You can curiosare in shops, through books, but also into other people’s business – in which case it’s more like snooping.
SORELLINA: little sister
Maureen Nardone picked sorellina “because I am one but never had one!”
She says she also loves the sound and the –ino/ina suffix, which turns anything into a smaller version of itself. An Italian cat is a gatto, for example, while a kitten is just a little gattino.
TOPOLINO: little mouse
In the same vein, Inese Šlihta likes this term for tiny mice “because I have fancy rats and my Italian teacher said it sounds more lovely than ratti”.
We agree. Topolino is also what Italians call Mickey Mouse. If you call a child topolino, you’re saying they’re a scamp; while if you hear “la montagna ha partorito un topolino” (the mountain has brought forth a mouse), it means that something failed to lived up to expectations.
SCHIFOSO: disgusting, gross
“It’s so visceral,” Lucas Mennella, an American living in Rome, told The Local.
Try looking at your face when you say it, he recommends: just making the hard “ski” sound obliges you to pull your lips into a sneer.
You won’t be sneering if you have “una fortuna schifosa”, though: the expression means “incredible luck”.
Italians often use this word as a term of endearment, which is why Cynthia Chaplin loves it.
“That’s the best,” she says. “So evocative and emotional and passionate. Just like Italians themselves. Who else calls their lover, their child, their best friend a ‘treasure’??
“It’s simply a wonderful expression of the joy of special relationships. Yay Italy.”
STICAZZI: ‘so what?’ or ‘no way!’
Yes, we realize those definitions are contradictory. But so are Italians’ understanding of this word. Say it around Rome and they’ll think you’re indifferent, but use it in the north and you’ll sound blown away.

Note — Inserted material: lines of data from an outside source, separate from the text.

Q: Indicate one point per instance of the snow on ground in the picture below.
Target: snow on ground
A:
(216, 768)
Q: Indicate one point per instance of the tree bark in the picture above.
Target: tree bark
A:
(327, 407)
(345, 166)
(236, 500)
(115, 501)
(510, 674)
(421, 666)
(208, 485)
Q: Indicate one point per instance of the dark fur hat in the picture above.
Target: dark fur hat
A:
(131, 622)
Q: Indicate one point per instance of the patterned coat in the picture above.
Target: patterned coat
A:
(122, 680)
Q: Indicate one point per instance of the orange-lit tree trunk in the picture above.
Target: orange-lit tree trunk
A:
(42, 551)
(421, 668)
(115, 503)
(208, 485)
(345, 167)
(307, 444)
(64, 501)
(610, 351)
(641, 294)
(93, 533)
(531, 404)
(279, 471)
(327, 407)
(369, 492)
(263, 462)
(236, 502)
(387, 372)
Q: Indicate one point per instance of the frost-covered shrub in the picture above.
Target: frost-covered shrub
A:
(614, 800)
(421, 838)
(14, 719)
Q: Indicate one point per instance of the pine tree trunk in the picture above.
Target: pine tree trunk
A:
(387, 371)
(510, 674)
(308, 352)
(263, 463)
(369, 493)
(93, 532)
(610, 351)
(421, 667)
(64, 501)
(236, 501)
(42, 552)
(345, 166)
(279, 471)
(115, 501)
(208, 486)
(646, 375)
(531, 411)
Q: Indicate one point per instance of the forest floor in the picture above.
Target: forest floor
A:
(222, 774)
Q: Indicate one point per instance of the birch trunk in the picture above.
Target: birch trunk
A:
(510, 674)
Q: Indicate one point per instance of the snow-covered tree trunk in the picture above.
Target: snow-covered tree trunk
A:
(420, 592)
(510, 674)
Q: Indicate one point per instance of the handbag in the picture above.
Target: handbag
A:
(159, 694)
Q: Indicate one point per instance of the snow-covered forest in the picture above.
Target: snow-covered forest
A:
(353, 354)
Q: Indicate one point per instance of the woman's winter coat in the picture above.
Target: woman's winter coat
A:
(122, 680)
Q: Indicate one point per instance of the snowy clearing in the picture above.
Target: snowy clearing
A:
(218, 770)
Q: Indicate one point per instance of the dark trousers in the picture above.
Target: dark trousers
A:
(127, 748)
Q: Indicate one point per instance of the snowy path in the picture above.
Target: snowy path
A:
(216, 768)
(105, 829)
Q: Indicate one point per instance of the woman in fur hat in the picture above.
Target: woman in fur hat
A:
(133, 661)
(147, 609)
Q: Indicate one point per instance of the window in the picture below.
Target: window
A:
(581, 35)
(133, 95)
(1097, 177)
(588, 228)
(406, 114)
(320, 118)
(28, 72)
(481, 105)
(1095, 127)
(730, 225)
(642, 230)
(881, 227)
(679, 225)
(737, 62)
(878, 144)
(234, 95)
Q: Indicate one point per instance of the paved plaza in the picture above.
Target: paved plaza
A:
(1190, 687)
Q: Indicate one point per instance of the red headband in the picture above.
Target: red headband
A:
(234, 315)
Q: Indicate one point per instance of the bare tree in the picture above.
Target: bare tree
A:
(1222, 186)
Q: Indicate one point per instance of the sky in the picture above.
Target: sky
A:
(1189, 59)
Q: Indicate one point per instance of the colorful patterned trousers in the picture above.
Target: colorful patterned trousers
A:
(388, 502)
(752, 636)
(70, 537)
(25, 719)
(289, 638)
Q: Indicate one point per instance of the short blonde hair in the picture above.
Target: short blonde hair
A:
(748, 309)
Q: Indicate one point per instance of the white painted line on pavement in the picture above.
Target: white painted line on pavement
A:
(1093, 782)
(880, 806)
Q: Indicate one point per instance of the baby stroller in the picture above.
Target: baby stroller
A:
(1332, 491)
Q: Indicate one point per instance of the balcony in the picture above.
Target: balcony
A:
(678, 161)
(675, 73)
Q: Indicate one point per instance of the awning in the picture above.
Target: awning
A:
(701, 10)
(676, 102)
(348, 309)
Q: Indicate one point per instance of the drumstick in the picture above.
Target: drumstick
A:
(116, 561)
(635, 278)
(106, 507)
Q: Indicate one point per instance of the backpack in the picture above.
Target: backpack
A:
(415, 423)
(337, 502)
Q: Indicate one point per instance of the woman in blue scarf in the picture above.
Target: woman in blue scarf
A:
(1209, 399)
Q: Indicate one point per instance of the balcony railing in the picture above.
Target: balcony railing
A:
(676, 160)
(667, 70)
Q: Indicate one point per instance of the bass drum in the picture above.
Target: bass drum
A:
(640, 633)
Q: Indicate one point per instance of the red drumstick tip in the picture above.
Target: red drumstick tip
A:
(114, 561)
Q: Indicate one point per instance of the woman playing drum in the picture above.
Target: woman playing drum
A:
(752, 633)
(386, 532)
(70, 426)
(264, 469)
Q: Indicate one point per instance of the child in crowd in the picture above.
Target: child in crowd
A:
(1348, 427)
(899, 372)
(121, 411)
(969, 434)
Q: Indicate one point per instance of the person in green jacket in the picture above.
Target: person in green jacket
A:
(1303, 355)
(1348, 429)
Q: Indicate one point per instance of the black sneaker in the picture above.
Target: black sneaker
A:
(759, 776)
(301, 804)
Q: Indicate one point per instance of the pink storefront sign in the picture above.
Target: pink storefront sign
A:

The debate over which usage is correct is fierce and probably best avoided. But in the meantime you can enjoy all the various shades of sticazzi – like our Facebook follower Za Kab, who tells us “it is a word with diverse meanings ranging from surprise to irony to sarcasm... to happiness, to disappointment, AND as a curse.”
A word of warning: the term is a contraction of “questi cazzi” (literally, “these d*cks”) and as such best avoided in front of your kids. Or your boss. Or your grandma. Or anyone else’s grandma.
SBAGLIARE: to make a mistake, mess up
This is my personal choice. There are many reasons I love it: to start with, that initial “sb” sound that doesn’t exist anywhere in English. Secondly, the fact it’s a widowed negative: in Italian that first “s” makes a word the contrary of something, but in this case we’re not sure of what. “Bagliare” no longer exists – the same way you can be discombobulated in English, but not combobulated.
Linguistics aside, I love sbagliare because I first learned it by watching this video of a very guilty Italian dog. Yes, Ettore, “hai sbagliato” (“you messed up”) – but all is forgiven.